Teaching Agents My Actual Engineering Workflow: Secure Adaptive Orchestration

#ai #agents #software #programming

Chat interfaces force you to act as an AI's micro-manager, holding the entire state of a feature in your head while you spoon-feed it instructions. Real engineering isn't linear. You write a feature, parallelize the documentation and unit tests, and—crucially—adapt your code when a third-party API abruptly changes its payload schema.

When you encode your SDLC into a deterministic workflow graph, you transition from "prompting" to "orchestrating." You can assign routine tasks to worker agents, run independent tasks concurrently, and build "adaptive loops" where an agent automatically rewrites its own integration scripts in response to runtime errors.

However, after auditing dozens of these dynamic agent workflows, a critical flaw emerges: executing LLM-generated code on the fly is a massive Remote Code Execution (RCE) vulnerability. Here is how to codify your engineering workflow into a safe, auditable state machine.

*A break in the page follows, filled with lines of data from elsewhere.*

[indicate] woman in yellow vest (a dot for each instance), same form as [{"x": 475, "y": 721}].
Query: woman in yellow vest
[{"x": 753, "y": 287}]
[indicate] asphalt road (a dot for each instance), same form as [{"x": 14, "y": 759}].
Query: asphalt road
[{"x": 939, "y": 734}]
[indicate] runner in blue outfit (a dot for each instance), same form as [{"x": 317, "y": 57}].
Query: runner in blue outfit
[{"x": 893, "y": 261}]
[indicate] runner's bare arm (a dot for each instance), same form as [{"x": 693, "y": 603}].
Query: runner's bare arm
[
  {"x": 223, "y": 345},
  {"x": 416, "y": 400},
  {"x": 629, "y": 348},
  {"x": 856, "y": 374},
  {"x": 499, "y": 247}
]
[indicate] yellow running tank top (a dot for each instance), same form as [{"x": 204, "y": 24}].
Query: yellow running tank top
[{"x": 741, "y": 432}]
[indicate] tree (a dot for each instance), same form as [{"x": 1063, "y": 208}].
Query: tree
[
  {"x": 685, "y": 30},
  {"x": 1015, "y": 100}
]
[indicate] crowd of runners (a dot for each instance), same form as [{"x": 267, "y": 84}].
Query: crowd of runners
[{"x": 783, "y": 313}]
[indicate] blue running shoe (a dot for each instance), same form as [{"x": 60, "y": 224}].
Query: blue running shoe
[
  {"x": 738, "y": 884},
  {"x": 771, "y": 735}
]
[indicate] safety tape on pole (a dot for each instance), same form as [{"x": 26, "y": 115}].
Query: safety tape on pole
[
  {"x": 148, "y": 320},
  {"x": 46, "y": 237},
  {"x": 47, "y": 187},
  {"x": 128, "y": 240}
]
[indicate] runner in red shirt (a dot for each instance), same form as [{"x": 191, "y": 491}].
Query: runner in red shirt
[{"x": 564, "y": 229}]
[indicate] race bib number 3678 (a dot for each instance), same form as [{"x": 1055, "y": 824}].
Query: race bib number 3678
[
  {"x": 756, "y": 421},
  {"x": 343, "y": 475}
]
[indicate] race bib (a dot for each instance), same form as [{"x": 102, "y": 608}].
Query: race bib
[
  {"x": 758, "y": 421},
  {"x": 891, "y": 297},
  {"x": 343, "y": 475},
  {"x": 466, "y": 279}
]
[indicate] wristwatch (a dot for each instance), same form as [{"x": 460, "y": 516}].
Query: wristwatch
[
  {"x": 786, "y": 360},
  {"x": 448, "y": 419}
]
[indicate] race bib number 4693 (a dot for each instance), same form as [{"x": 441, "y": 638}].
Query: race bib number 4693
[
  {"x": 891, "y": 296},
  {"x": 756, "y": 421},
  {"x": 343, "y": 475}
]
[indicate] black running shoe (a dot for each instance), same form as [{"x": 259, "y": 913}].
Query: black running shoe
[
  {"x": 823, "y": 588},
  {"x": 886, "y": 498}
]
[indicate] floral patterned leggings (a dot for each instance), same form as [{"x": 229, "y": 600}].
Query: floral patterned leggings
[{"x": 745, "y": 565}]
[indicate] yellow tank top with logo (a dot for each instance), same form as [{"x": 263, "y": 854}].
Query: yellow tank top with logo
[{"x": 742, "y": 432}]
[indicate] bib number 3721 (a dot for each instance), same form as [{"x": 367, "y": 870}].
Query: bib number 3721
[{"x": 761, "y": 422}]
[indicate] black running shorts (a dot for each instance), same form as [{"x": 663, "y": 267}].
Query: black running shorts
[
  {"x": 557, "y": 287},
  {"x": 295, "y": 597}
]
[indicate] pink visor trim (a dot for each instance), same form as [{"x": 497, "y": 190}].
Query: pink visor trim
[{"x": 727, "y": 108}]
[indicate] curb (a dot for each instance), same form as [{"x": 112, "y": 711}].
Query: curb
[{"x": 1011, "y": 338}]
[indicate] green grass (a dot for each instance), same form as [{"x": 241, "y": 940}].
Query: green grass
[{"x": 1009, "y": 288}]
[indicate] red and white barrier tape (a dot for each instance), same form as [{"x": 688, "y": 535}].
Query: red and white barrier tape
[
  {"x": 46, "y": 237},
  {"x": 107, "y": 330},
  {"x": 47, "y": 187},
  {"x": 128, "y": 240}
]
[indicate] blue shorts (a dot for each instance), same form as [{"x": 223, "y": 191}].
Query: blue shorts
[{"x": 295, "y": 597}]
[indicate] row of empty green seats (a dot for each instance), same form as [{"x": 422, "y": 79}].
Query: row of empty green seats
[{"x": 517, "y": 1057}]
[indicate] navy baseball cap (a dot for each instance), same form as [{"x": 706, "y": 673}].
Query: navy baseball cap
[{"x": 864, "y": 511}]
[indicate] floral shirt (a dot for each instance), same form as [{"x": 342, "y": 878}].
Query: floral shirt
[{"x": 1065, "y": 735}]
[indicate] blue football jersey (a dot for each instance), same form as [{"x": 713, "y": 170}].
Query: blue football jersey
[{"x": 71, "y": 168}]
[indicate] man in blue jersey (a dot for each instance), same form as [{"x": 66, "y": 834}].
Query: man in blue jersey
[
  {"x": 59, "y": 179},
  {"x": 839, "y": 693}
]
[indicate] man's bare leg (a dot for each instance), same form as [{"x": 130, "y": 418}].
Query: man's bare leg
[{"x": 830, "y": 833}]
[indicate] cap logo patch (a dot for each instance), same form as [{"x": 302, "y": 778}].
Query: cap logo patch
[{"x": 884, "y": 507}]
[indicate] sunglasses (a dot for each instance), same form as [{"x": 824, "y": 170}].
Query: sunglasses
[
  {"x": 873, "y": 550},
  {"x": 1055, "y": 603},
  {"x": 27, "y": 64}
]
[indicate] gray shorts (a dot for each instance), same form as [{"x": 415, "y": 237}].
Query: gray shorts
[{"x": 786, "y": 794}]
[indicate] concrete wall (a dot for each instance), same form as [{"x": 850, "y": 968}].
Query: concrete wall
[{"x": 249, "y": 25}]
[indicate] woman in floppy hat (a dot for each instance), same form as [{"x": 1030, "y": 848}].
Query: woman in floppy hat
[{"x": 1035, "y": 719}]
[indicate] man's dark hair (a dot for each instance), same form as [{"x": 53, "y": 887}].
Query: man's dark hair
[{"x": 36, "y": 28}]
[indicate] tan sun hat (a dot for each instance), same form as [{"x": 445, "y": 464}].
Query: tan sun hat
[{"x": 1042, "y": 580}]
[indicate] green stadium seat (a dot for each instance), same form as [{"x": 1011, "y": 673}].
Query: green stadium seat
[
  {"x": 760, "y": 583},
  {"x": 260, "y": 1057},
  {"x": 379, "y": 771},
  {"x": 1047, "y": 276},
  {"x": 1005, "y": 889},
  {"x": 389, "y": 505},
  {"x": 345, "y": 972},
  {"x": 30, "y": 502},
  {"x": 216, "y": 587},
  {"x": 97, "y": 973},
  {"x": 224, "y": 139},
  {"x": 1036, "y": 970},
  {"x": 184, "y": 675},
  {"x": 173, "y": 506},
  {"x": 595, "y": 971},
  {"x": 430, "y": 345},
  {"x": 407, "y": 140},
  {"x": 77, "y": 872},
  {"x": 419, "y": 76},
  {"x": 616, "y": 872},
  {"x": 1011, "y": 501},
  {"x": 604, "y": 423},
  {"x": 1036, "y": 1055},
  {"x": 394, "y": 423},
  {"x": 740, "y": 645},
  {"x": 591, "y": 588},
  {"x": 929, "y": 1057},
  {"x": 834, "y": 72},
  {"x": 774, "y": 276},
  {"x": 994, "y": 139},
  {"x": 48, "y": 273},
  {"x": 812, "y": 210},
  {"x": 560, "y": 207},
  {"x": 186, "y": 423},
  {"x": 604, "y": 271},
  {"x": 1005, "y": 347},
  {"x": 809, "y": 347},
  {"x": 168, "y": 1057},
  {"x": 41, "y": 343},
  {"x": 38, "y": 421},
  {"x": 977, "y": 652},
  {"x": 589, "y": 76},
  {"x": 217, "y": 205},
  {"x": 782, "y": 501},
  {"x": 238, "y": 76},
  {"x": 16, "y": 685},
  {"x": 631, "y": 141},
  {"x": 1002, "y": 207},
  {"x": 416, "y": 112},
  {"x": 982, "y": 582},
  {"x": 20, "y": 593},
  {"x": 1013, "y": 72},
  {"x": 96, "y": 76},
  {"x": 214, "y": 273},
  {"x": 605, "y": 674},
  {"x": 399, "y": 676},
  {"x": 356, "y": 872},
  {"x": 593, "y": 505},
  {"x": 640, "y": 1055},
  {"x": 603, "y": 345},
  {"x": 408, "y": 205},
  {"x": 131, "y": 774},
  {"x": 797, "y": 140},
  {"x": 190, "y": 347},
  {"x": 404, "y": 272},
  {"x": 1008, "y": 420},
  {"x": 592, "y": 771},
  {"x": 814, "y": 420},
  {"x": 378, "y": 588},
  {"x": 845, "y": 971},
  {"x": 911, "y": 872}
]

Why This Matters (The Audit Perspective)
If an agent writes a data mapper and your orchestrator immediately evaluates it using Python's built-in exec() against your live environment, you are one hallucination away from a wiped database.

By defining your workflow as a Directed Acyclic Graph (DAG), you create structural boundaries. You can isolate the drafting phase from the testing phase. More importantly, by enforcing strict Pydantic schemas on the agent's feedback loop and executing the proposed code in a segregated subprocess, you maintain the speed of AI automation without compromising your system's integrity.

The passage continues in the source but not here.